Waspada ISIS, Masyarakat Harus Cermat Menyumbang ke Suriah

Jakarta – Masyarakat Indonesia diimbau cermat dalam memberi sumbangan dengan dalih apapun ke Suriah. Jika sumbangan murni untuk kemanusiaan, maka lembaga-lembaga yang menyalurkan sumbangan, harus berkoordinasi dengan pemerintah untuk mengantisipasi agar tidak jatuh ke tangan kelompok militan Islamic State of Iraq and Syria. Negara itu kini terlibat konflik.

“Jangan biarkan lembaga-lembaga funding itu bekerja sendiri-sendiri karena mereka rentan dan tidak resisten dalam masalah ini. Saya tidak bisa menjamin mereka tidak punya kaitan dengan ISIS. Artinya, kita harus waspada karena hal ini justru akan dimanfaatkan ISIS untuk menggalang dana,” kata Ketua Kajian Islam dan Timur Tengah Universitas Indonesia (UI) Dr. M. Luthfi Zuhdi di Jakarta, Selasa (17/5/2016).

Seperti diketahui, akhir-akhir ini di Indonesia tengah gencar semboyan #SaveAleppo berupa ajakan menyumbang korban perang di kota Aleppo, Suriah. Namun di sisi lain, di Aleppo sebagian wilayahnya dikuasai ISIS, yang notabene telah menebar teror di Indonesia.

“ Kita bukannya tidak kasihan pada mereka, tapi kita akan menyampaikan dan membantu dengan cara lebih aman,” tutur Luthfi.

Menurut Luthfi, pemerintah mutlak harus turun tangan dan mengimbau masyarakat agar waspada dalam menyambut ajakan tersebut. Pemerintah wajib melarang bila ada indikasi penggalangan dana digunakan pihak-pihak yang berperang di Suriah sana, apalagi jatuh ke tangan ISIS. Idealnya pemerintah yang menyalurkan bantuan itu melalui lembaga-lembaga yang ada atau melalui lembaga internasional dibawah PBB. Dengan demikian lembaga penggalang dana bisa sebagai pendamping.
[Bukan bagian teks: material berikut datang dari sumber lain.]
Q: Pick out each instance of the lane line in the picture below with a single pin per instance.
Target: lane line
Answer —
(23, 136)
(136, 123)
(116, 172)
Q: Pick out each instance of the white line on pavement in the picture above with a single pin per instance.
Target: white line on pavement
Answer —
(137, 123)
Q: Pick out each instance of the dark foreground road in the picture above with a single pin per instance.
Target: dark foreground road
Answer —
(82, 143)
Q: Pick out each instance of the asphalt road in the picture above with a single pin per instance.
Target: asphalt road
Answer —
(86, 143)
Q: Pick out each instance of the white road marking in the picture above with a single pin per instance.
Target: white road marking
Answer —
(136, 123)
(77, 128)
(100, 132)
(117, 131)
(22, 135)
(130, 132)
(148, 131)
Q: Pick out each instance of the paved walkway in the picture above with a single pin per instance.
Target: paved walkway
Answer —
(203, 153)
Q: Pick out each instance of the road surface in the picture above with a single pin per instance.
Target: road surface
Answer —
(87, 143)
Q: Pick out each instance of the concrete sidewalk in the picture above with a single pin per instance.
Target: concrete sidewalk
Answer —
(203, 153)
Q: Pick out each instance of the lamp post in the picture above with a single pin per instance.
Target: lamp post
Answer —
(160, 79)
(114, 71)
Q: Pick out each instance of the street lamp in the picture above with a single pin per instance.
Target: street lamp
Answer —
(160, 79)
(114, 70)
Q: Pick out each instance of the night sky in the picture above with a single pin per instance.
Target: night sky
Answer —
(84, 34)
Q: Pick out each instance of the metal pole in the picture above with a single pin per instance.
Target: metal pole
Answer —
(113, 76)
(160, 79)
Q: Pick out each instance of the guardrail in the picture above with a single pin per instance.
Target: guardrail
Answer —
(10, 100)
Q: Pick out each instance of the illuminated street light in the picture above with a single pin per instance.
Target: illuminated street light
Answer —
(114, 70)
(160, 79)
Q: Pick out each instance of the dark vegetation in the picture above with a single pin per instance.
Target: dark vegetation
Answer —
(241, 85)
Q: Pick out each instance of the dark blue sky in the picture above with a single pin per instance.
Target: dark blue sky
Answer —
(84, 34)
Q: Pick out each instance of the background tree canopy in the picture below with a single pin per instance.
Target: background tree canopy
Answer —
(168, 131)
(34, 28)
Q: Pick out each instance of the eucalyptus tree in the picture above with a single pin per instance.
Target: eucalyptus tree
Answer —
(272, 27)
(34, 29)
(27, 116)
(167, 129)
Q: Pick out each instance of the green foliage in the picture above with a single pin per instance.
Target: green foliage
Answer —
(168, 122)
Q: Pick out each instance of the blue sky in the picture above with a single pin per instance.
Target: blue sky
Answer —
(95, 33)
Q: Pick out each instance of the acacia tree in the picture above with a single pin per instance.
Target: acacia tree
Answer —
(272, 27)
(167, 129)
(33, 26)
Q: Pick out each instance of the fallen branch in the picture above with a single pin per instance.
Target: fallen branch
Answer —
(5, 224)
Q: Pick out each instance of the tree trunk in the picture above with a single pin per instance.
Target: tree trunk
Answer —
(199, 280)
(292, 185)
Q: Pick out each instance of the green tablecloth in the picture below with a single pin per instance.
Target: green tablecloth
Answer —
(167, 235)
Saat ini, lanjut Luthfi, sulit membedakan mana yang kelompok ISIS dan tidak ISIS di Suriah. Bahkan ada kelompok tidak ISIS, tapi juga radikal seperti Jabat Nusra (Al Qaeda). Mereka-mereka itu dinilai sewaktu-waktu bisa melakukan tindakan yang bertentangan dengan kaidah negara Indonesia.
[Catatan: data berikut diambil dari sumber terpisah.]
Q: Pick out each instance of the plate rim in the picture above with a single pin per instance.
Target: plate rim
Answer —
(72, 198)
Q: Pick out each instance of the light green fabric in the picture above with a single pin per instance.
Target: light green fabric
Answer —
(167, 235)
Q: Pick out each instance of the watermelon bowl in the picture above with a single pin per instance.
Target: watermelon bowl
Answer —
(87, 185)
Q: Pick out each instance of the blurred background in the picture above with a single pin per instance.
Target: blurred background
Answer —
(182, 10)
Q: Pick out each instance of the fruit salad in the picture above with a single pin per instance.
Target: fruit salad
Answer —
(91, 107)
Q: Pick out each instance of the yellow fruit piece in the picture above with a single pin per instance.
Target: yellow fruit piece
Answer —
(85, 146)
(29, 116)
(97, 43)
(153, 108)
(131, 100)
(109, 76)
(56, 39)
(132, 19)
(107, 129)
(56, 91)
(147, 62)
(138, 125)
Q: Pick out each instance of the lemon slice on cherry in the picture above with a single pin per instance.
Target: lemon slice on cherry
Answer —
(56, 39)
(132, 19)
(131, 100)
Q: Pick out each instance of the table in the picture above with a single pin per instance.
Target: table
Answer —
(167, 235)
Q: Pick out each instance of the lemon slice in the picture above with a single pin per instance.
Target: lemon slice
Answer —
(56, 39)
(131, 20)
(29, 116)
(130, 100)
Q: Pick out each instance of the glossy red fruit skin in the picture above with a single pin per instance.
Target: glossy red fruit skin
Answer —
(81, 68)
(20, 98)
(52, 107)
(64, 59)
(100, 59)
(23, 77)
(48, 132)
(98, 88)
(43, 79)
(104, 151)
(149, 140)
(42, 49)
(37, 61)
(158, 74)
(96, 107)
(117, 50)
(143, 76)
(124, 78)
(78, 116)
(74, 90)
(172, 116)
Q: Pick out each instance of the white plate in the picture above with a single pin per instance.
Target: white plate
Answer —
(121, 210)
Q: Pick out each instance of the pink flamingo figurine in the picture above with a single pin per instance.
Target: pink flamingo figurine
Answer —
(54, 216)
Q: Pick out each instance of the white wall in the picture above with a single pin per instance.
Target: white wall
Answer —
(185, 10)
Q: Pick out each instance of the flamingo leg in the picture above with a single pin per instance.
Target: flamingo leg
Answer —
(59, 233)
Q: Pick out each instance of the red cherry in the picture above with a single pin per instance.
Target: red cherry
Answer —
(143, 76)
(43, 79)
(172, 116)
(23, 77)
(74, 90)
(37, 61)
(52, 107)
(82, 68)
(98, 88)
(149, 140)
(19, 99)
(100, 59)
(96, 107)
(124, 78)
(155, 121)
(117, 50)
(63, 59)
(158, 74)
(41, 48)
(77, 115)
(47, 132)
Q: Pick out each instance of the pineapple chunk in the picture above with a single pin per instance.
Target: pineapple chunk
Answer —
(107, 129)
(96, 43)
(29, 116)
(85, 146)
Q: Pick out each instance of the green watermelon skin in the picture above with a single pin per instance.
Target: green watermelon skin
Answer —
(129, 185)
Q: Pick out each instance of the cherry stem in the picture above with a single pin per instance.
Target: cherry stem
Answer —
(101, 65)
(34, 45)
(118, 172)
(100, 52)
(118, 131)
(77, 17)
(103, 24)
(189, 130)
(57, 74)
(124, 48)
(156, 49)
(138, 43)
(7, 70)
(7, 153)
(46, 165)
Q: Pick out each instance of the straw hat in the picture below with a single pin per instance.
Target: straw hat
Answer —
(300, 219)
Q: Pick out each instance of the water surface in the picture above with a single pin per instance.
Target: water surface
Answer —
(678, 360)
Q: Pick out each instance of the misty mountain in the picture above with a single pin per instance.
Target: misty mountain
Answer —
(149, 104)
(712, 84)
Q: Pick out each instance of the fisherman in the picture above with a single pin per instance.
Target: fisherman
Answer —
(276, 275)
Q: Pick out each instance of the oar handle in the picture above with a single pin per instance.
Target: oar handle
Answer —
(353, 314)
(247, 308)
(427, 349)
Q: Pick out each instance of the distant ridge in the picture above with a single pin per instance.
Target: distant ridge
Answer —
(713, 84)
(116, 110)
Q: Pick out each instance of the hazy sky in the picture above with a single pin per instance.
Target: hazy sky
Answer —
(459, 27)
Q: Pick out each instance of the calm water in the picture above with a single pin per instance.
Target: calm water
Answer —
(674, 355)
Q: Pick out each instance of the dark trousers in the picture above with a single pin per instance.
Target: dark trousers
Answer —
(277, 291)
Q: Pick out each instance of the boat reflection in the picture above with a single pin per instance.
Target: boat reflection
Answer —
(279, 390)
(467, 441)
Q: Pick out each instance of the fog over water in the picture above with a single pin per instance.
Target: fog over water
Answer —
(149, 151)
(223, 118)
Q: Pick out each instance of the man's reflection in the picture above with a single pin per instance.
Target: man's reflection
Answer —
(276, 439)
Ia menilai, bangsa Indonesia seharusnya lebih fokus untuk mendorong dilakukan gencatan senjata agar perdamaian terjadi di Suriah, bukan sibuk menggalang dana karena itu lebih penting untuk masa depan Suriah. Buat apa memberikan bantuan dana, sementara perang tetap berkobar. Luthfi meyakini keadaan di Suriah ini tidak akan selesai dalam kurun 10-50 tahun ke depan.

Sementara itu, staf pengajar Hubungan Internasional, Fisipol dan Kajian Timur Tengah Universitas Gajah Mada (UGM), Dr Siti Mutiah Setiawati MA memperkuat hal itu . Ia mengatakan bahwa sebaiknya masyarakat dan pemeritah mencermati gerakan #SaveAleppo tersebut.

“Kalau kita lihat itu adalah gerakan solidaritas untuk konflik di Suriah. Penyumbang pasti berfikir bagaimana dapat membantu korban. Tapi kita harus sadar bahwa satu gerakan tak lepas dari kepentingan tertentu,” kata Siti Mutiah.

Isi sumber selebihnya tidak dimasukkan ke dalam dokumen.